New Zealand’s Beastwars popped up on my radar with their excellent Blood Becomes Fire album in 2013. They impressed me with their bruising style of doomy sludge metal, combining the heft of Leviathan-era Mastodon and molten riffage of High on Fire before injecting subtle doses of ’90s grunge, prog and classic rock influences into the mix. Although they have their notable influences, Beastwars have a unique voice and showcase the songwriting chops and individuality to stand out from the crowded sludge metal field. Above all Beastwars harness an ability to craft bone-jarringly heavy and deeply infectious sludge-doom songs condensed into easily digestible capsules of metal goodness. And unlike a lot of sludge and doom bands, Beastwars are careful not to overstay their welcome, keeping things relatively short and punchy and sticking closely to their songwriting fundamentals and simple ‘obey the riff’ motto. Add the wildly unique grizzled growls of vocalist and trump card Matt Hyde and Beastwars are a formidable force, deserving wider recognition beyond their respected status in the Southern Hemisphere.
The Death of All Things signals the final chapter in the band’s conceptual post-apocalyptic trilogy and it’s a monstrous outing, boasting riffs thicker than a lumberjacks beard and earth shaking rhythms reminiscent of the band’s mountainous homeland. Beastwars get straight down to business, opening the album on a strong note through the hooky blood and thunder crunch and off-kilter lurch of “Call to the Mountain.” The song kicks into gear in rumbling, fist-pumping style, as fat crunching riffs, quaking waves of bass and caveman clubbing drums unfold around Hyde’s gruff, passionate howls and perfectly unrefined cleans. Hyde’s vocals are a raw weapon of destruction, both tremendously powerful and surprisingly versatile, often elevating solid tunes to the next level and leaving trails of raggedly infectious vocal hooks in his wake. Not to be outdone, guitarist Clayton Anderson couples his scuzzy, lurching sludge-doom riffs with slick embellishments and tasty guitar licks, venturing outside the paradigms of his sludgy roots.

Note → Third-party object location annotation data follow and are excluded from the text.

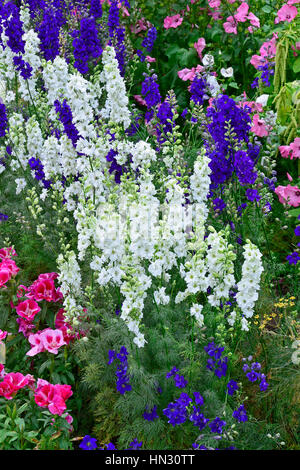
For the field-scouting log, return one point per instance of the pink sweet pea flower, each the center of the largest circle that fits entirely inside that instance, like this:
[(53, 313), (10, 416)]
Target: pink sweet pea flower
[(25, 327), (3, 335), (7, 252), (28, 309), (286, 13), (9, 264), (52, 340), (268, 48), (37, 344), (230, 25), (257, 61), (285, 151), (172, 21), (13, 382), (242, 12), (214, 3), (288, 195), (295, 148), (52, 396), (253, 20), (259, 127), (199, 46), (150, 59), (5, 276)]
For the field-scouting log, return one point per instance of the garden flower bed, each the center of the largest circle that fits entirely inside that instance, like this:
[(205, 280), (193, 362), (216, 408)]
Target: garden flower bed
[(149, 225)]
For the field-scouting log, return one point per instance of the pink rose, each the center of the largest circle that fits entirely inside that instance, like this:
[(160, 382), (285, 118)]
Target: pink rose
[(242, 12), (286, 13), (295, 148), (5, 276), (172, 21), (28, 309), (230, 25), (288, 195), (52, 340), (259, 126), (199, 46)]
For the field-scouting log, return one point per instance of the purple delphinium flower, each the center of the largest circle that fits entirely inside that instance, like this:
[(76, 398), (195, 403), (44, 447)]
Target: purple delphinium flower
[(232, 386), (219, 204), (3, 120), (252, 195), (216, 425), (240, 414), (293, 258), (172, 372), (152, 415), (135, 445), (179, 381), (88, 443)]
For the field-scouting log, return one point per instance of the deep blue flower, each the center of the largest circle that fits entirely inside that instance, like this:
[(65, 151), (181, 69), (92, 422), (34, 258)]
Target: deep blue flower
[(216, 425), (172, 372), (252, 195), (198, 419), (219, 204), (150, 91), (252, 376), (48, 33), (3, 120), (232, 386), (199, 400), (293, 258), (179, 381), (240, 414), (152, 415), (263, 385), (135, 445)]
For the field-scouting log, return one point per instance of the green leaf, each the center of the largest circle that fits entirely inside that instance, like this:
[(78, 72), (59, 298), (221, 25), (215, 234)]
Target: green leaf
[(295, 212), (296, 65)]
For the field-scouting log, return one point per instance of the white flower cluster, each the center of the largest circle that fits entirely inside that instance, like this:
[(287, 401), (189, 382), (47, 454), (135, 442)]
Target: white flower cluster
[(248, 287), (116, 106), (220, 266)]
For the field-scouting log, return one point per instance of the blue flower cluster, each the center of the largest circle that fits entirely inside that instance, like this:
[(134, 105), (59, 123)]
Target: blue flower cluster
[(198, 90), (253, 374), (150, 91), (48, 33), (86, 44), (148, 43), (179, 380), (224, 158), (13, 28), (3, 120), (96, 9), (122, 383), (240, 414), (65, 117), (216, 363)]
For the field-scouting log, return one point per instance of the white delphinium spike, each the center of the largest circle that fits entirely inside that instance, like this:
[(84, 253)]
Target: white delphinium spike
[(69, 274), (196, 310), (220, 266), (116, 106)]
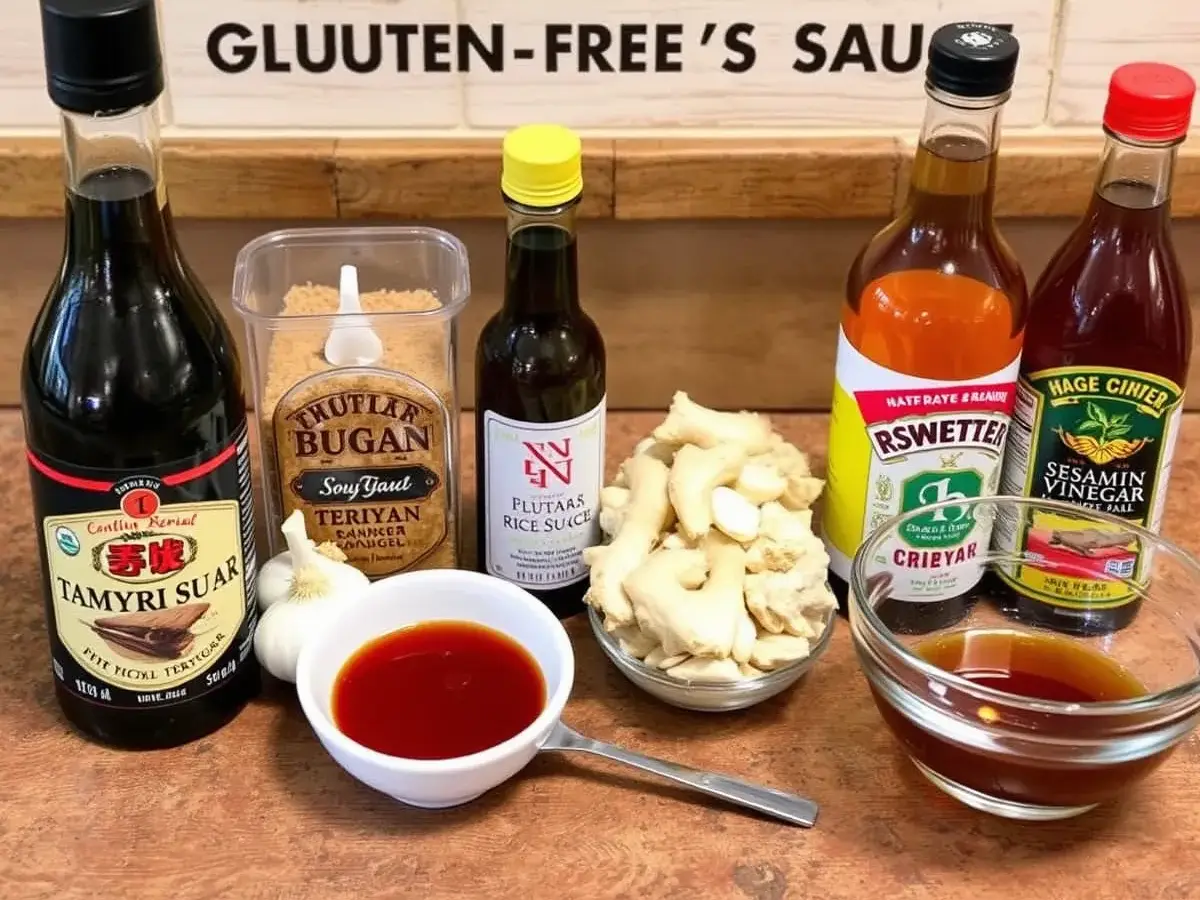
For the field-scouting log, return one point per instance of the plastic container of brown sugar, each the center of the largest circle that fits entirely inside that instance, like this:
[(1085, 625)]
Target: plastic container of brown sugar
[(370, 449)]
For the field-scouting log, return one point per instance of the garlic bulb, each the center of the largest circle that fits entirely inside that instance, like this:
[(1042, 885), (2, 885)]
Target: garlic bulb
[(295, 589)]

Beastwars breathe new life into the age old trend of soft-loud rock dynamics, letting the quieter sections simmer and boil with barely restrained tension and menace before erupting into the kind of hulking riffs and explosive vocals that define the superb “Devils of Last Night” and the upbeat slow burning rock fuse of “Witches.” Their stringent self-editing process works wonders in how punchy and palatable their muscular metal comes across, meshing gruff skyscraping hooks and refreshing accessibility without compromising their bulldozing heaviness. Riding a laid-back stoner fuzz groove, the delightfully catchy “Black Days” is like the Beastwars equivalent of Mastodon’s “Curl of the Burl” minus the mainstream pandering and featuring far grittier, inspired vocals and an earworm chorus.
The Death of All Things could perhaps be labeled a tad top heavy, but it’s not courtesy of a dramatic loss of momentum, rather a slight shift in tact due to the less immediate, moody and slightly restrained nature of the material that permeates the album’s second half. Following a trippy, cruisy intro “Holy Man” descends into darkness as a mournful melody takes hold and undercuts crashing outbursts and an impassioned and totally unhinged vocal performance from that man Hyde again. Backed by acoustic guitar and beautiful violin melodies, the foreboding and morbid balladry of “The Devil Took Her” is a stripped back and masterful change-up from the band, adding another string to the album’s bow. Produced by Beastwars and James Goldsmith, mixed by Andrew Schneider (Unsane) and mastered by Brad Boatright (Sleep, Windhand), The Death of All Things sounds massive, an immense vessel of sonic heft and power. Unfortunately it’s also quite loud. Not to the point of discomfort but the compression slightly dulls those soft-loud dynamics the band execute so well and I can only wonder how much more amazing this could sound with a bit more breathing space.
Fronted by a wise, fiercely unique and deranged preacher and sounding like an unholy stoner bastard child of Mastodon, High on Fire, Soundgarden and Crowbar, Beastwars pack an almighty punch and land their hooks with a thudding, reverberating impact. Hopefully the end of the trilogy will herald in a new chapter for the band and not halt the impressive progress they have made in their career thus far, as The Death of All Things is an emotion charged, gutsy and memorable listen that should catapult the band’s under-appreciated profile on the back of another triumph.